The study, Investing in CEE: Inbound M&A report 2025/2026, offers an overview of M&A activity in the region in 2025 and looks ahead to the challenges and opportunities in the coming months.
Overall, the CEE region saw 1,312 transactions in 2025, with a combined value of €42.5bn. Though the former represents a 9% year-on-year decline, deal value surged by 36% compared to 2024.
“2025 was a year of steady progress”, mentioned Andrija Garofulić, CEE Financial Advisory Co-Lead and Partner, Forvis Mazars in the Adria subregion. “Despite the region-wide dip in volume, the total value of announced transactions shows how acquirers shifted their focus to premium assets. This pattern was by no means unique to CEE: 2025 was a year in which large-cap deals were the dominant feature of M&A markets all over the world.”
Another key trend was the rise of intraregional M&A. The share of aggregate value generated by inbound deals led by acquirers within CEE soared to its highest level on record in 2025, accounting for 21% of aggregate value.
“We are seeing more and more strategic and financial investors expanding beyond their national borders,” said Răzvan Butucaru, Partner, Financial Services & Advisory Leader, Forvis Mazars in Romania. “The market is maturing, and regional investors are becoming bolder.”
The pattern of dealmaking in the private equity (PE) arena mirrored that of the wider M&A market in 2025, with volume and value pulling in different directions. In terms of buyouts, the total value of all PE acquisitions announced in CEE in 2025 surpassed that of the previous year, with €7.7bn worth of deals announced. That represents a 19% increase year-on-year, despite volume dropping by 18% over the same period.
Aleksandras Papšys, Partner, Financial Advisory, Forvis Mazars in Lithuania, added: “PE funds have raised new capital and are targeting several industries. Tech and energy are going strong, and defence-related investments are likely to be targeted as well.”

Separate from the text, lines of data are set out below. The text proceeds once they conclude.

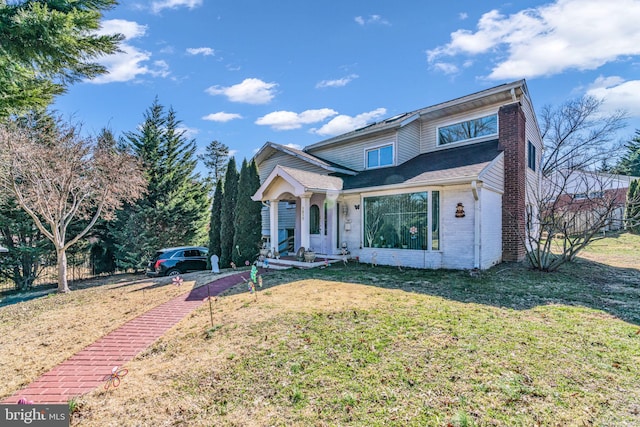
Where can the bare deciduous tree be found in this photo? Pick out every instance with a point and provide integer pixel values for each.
(574, 208)
(577, 135)
(61, 178)
(573, 204)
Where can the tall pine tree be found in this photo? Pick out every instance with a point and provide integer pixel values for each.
(227, 216)
(174, 210)
(214, 224)
(247, 222)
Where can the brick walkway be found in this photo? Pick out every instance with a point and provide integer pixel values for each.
(86, 370)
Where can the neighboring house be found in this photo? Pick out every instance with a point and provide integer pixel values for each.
(440, 187)
(585, 199)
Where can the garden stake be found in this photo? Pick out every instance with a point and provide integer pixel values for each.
(210, 308)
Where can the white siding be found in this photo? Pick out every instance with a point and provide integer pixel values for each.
(351, 155)
(428, 135)
(283, 159)
(490, 228)
(408, 142)
(493, 176)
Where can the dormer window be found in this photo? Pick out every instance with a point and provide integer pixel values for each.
(468, 130)
(379, 157)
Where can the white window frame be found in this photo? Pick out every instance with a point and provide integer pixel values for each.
(378, 147)
(476, 139)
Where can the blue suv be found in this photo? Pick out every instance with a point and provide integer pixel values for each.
(179, 260)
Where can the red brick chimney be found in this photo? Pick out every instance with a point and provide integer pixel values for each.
(512, 141)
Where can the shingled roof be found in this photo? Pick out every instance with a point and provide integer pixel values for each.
(459, 162)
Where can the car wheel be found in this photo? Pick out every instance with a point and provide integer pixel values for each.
(173, 272)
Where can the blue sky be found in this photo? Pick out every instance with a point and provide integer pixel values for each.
(296, 72)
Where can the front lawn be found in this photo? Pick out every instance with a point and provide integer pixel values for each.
(362, 345)
(375, 346)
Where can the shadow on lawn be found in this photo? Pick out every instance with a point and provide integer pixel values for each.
(511, 285)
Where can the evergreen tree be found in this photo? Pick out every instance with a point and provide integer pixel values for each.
(248, 219)
(215, 159)
(630, 162)
(46, 44)
(632, 213)
(27, 245)
(214, 225)
(173, 212)
(227, 215)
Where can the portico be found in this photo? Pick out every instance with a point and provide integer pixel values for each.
(316, 201)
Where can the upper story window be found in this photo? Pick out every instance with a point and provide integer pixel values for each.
(531, 155)
(467, 130)
(380, 157)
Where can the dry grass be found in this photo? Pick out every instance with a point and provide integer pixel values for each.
(509, 347)
(326, 353)
(37, 335)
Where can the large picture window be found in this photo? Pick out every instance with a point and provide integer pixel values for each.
(470, 129)
(402, 221)
(379, 157)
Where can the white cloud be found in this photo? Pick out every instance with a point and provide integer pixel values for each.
(337, 82)
(130, 62)
(566, 34)
(221, 117)
(250, 91)
(617, 94)
(371, 20)
(292, 145)
(158, 6)
(129, 29)
(205, 51)
(287, 120)
(343, 123)
(161, 69)
(446, 67)
(187, 132)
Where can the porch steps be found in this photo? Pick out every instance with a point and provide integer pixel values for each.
(321, 261)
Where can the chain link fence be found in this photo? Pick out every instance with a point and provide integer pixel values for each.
(79, 267)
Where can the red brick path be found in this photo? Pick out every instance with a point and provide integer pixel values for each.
(86, 370)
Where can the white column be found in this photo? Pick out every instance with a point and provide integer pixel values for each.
(273, 223)
(305, 200)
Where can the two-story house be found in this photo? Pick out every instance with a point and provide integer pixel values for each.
(440, 187)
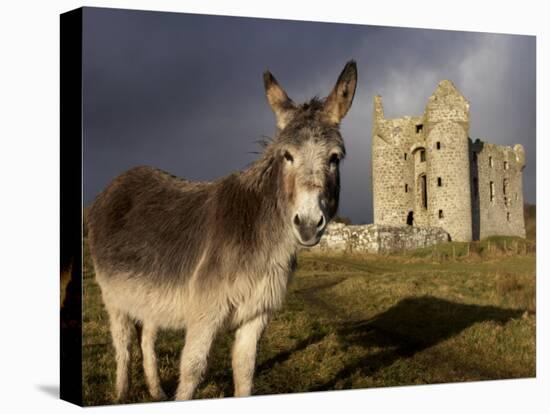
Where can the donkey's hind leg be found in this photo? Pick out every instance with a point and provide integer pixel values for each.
(122, 331)
(244, 354)
(148, 337)
(198, 340)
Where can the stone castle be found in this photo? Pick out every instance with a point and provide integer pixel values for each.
(427, 172)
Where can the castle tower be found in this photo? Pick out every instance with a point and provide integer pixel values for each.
(448, 162)
(393, 167)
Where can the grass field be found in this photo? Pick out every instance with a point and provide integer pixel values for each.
(461, 312)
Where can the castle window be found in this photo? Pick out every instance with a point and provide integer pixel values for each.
(424, 191)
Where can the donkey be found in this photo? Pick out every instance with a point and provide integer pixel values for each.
(202, 256)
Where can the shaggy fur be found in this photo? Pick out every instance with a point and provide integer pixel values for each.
(171, 253)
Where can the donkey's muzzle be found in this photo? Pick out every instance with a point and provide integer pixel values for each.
(310, 230)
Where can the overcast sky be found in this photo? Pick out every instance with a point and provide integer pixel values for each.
(184, 92)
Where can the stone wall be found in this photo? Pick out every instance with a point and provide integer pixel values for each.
(373, 238)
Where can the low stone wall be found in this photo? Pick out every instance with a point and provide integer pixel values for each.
(374, 238)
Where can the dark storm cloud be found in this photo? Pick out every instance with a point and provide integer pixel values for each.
(184, 92)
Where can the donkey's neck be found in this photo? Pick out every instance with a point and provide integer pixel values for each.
(262, 182)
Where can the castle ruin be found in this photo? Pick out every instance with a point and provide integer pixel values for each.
(427, 171)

Looking ahead, continuing uncertainty around US trade tariffs is likely to have an impact on dealmaking in 2026. The knock-on effects of tariffs are also likely to become increasingly apparent: trade diversion is one of these, with Chinese exports increasingly steered away from the US and towards Europe instead.

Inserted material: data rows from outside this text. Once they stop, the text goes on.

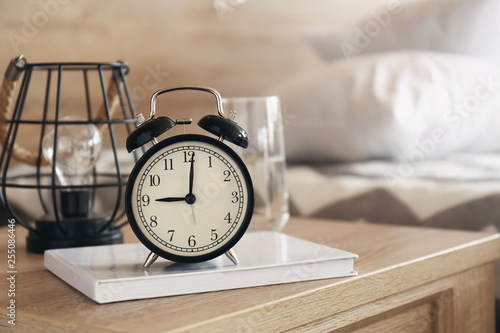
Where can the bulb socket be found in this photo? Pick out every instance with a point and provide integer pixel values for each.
(75, 203)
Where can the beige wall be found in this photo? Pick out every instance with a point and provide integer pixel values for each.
(247, 50)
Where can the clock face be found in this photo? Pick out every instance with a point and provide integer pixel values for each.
(189, 198)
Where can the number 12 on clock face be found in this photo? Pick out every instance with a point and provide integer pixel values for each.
(189, 198)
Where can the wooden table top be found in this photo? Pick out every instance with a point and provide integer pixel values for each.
(391, 259)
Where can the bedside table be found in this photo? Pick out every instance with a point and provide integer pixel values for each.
(411, 279)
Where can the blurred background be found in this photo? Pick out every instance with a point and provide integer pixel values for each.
(240, 48)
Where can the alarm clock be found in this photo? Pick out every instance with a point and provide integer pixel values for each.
(190, 197)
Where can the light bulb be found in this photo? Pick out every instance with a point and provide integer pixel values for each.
(78, 148)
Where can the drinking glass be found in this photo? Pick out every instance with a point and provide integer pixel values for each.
(261, 117)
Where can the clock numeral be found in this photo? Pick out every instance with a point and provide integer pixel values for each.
(145, 200)
(169, 164)
(235, 197)
(154, 180)
(188, 156)
(214, 235)
(153, 221)
(191, 241)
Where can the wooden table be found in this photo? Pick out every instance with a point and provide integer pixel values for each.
(410, 279)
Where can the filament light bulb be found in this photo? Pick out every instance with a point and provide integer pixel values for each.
(78, 148)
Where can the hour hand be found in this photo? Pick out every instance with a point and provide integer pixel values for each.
(171, 199)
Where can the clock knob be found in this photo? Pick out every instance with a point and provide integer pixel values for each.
(149, 130)
(225, 129)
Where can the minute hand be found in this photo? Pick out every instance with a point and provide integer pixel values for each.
(191, 175)
(171, 199)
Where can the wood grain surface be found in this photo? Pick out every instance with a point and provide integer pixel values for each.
(437, 280)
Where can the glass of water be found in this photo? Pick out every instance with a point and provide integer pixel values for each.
(261, 117)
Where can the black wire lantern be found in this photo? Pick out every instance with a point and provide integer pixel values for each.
(70, 213)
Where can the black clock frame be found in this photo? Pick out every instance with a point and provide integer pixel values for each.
(245, 222)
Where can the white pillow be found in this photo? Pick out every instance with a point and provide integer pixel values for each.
(455, 26)
(408, 106)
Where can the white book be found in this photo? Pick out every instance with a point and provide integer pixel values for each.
(113, 273)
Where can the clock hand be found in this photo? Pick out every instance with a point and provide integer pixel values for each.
(171, 199)
(191, 175)
(192, 214)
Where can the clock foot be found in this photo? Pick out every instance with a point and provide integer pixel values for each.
(232, 256)
(150, 259)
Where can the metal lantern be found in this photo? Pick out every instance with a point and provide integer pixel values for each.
(54, 188)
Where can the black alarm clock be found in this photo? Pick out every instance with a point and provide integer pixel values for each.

Meanwhile, the interest rate environment looks set to remain benign, at least in the eurozone. And GDP growth in CEE continues to power ahead, outpacing Western Europe. All of these factors augur well for M&A in 2026.
“The geopolitical outlook is the main question,” concluded Garofulić. “If people are afraid to invest, we will have a problem. What helps is that there is a lot of public spending, a lot of money from EU funds and the economy is doing well. Market positivity is one of the key elements, because the money is there.”

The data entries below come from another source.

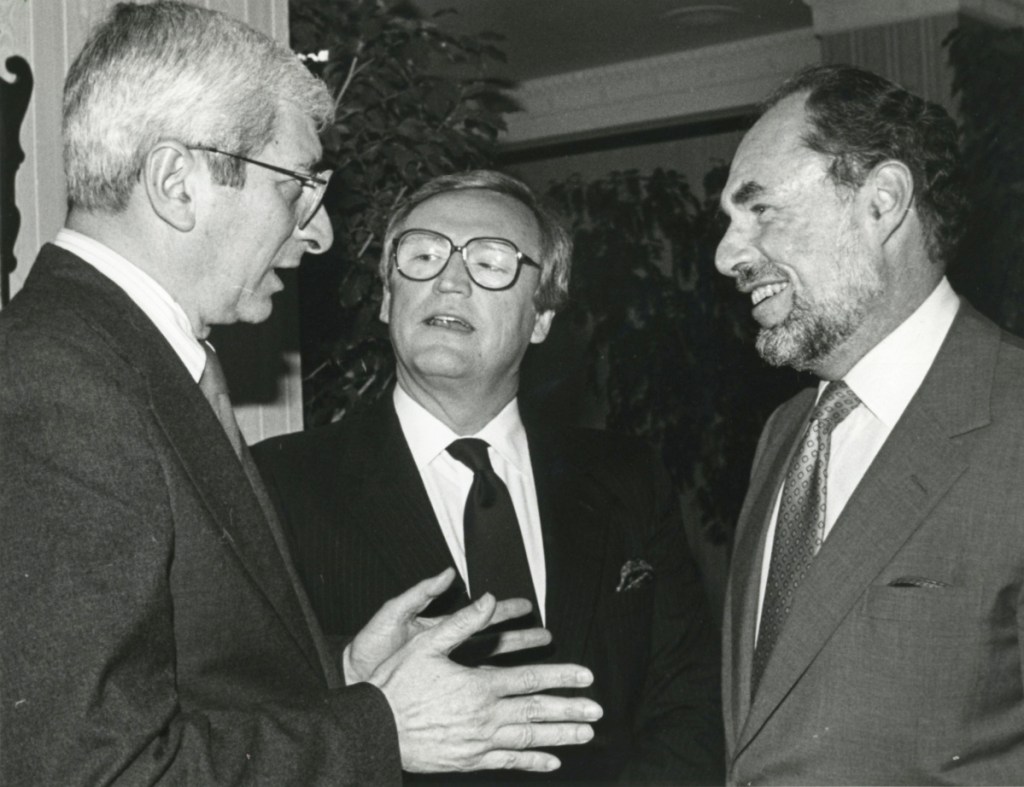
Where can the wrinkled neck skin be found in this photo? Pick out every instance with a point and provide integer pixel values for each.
(465, 406)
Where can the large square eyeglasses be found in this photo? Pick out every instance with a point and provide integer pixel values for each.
(493, 263)
(316, 182)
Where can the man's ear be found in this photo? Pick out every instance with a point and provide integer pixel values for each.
(168, 176)
(890, 197)
(385, 314)
(542, 324)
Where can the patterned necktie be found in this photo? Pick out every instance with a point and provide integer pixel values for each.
(800, 528)
(496, 558)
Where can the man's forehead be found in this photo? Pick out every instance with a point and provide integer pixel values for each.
(296, 138)
(772, 151)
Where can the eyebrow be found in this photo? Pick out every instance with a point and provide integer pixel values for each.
(747, 192)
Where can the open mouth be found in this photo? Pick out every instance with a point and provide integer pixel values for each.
(449, 321)
(763, 293)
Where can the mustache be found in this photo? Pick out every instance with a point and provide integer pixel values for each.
(751, 274)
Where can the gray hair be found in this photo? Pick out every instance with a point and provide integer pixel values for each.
(556, 245)
(171, 71)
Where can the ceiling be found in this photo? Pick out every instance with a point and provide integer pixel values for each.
(546, 37)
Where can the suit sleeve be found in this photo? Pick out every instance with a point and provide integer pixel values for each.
(89, 683)
(678, 729)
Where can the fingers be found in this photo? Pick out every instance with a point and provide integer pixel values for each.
(520, 760)
(514, 737)
(507, 682)
(416, 599)
(456, 628)
(510, 741)
(510, 609)
(524, 639)
(543, 710)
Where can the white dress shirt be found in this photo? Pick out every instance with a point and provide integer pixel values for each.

Further key findings from the report include:
- Regional hotspots. Poland, Austria, Romania and Lithuania stand out as the region’s most active M&A markets by volume in 2025. Though it remains a mainstay of regional M&A, Romania saw the most pronounced year-on-year decline in dealmaking, falling by 32% in volume terms, albeit from an abnormally busy 2024. Among the larger deal markets, Lithuania was the only one to record a year-on-year increase in transaction volume, rising by 21% to 119 deal announcements.
- Sector focus. Technology was the region’s greatest generator of inbound M&A deals in 2025, a position it has comfortably maintained over the last few years. Among the largest sectors for M&A, it also registered the slimmest year-on-year decline in activity, with 126 inbound transactions announced, down just 9% compared to 2024’s output. Second was industrials with a total of 69 inbound deals, down 19% year-on-year. Energy and utilities, the third-busiest sector for inbound acquirers in 2025, generated 60 inbound deals, a decline of 13% from 2024.
- CEE deal multiple surpasses rest of Europe. The median EV/EBITDA multiple for the CEE region rose to 9.9x in the 2024-2025 period, Mergermarket data shows. This represents an increase versus the 9.2x median multiple for the period 2023-2024 and is one of the highest deal multiples for the region on record. Indeed, CEE’s multiple surpasses that registered by the rest of Europe, which scored a multiple of 8.4x for the same period.